Gared saß ein paar Tische weiter zusammen mit seinen Freunden Ren und Flinn, deren Gemahlinnen und noch einem Freund namens Evin. Die anderen Jungen, samt und sonders Holzfäller, waren ein paar Jahre älter als Gared, doch bis auf Ren überragte Gared sie alle, und es schien, als würde er selbst auf ihn hinabschauen können, noch ehe er ausgewachsen war. Von der Gruppe war nur Evin nicht versprochen, und viele Mädchen machten ihm schöne Augen, obwohl er zum Jähzorn neigte.
Die älteren Burschen zogen Gared gnadenlos auf, vor allen Dingen im Hinblick auf Leesha. Es passte ihr nicht, bei ihren Eltern sitzen zu müssen, aber in Gareds Gesellschaft fühlte sie sich oftmals noch unwohler, wenn nämlich Ren und Flinn dauernd schlüpfrige Bemerkungen von sich gaben und Evin gar nicht anders konnte, als einen Streit anzuzetteln.
Nachdem sie ihre Portionen gegessen hatten, standen der Fürsorger Michel und Jona das Kind auf und trugen einen großen Teller mit Speisen ins Heilige Haus, wo Darsy sich um Bruna und die Verletzten kümmerte. Auch Leesha verließ ihren Platz, um ihnen zu helfen. Gared bekam mit, dass sie sich von der Tafel entfernen wollte, und sprang hoch, um zu ihr zu eilen, doch kaum hatte Leesha sich auf die Füße gestellt, da wurde sie von Brianne, Saira und Mairy, ihren engsten Freundinnen, auf die Seite gezogen.

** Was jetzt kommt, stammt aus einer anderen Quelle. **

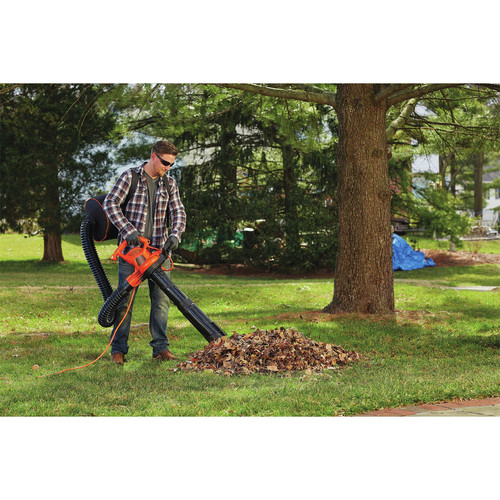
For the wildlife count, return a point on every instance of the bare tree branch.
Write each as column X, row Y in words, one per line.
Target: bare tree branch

»Ist es wahr, was man sich erzählt? Hat es sich tatsächlich so zugetragen?«, fragte Saira und zerrte an ihrem linken Arm.
»Alle sagen, du hättest Darsy niedergeschlagen und die Hexe Bruna gerettet«, tuschelte Mairy, sich ihres rechten Arms bemächtigend. Leesha drehte den Kopf, warf Gared einen hilflosen Blick zu und ließ sich von ihren Freundinnen mitschleifen.
»Der große Bär kann warten, bis er an der Reihe ist«, meinte Brianne.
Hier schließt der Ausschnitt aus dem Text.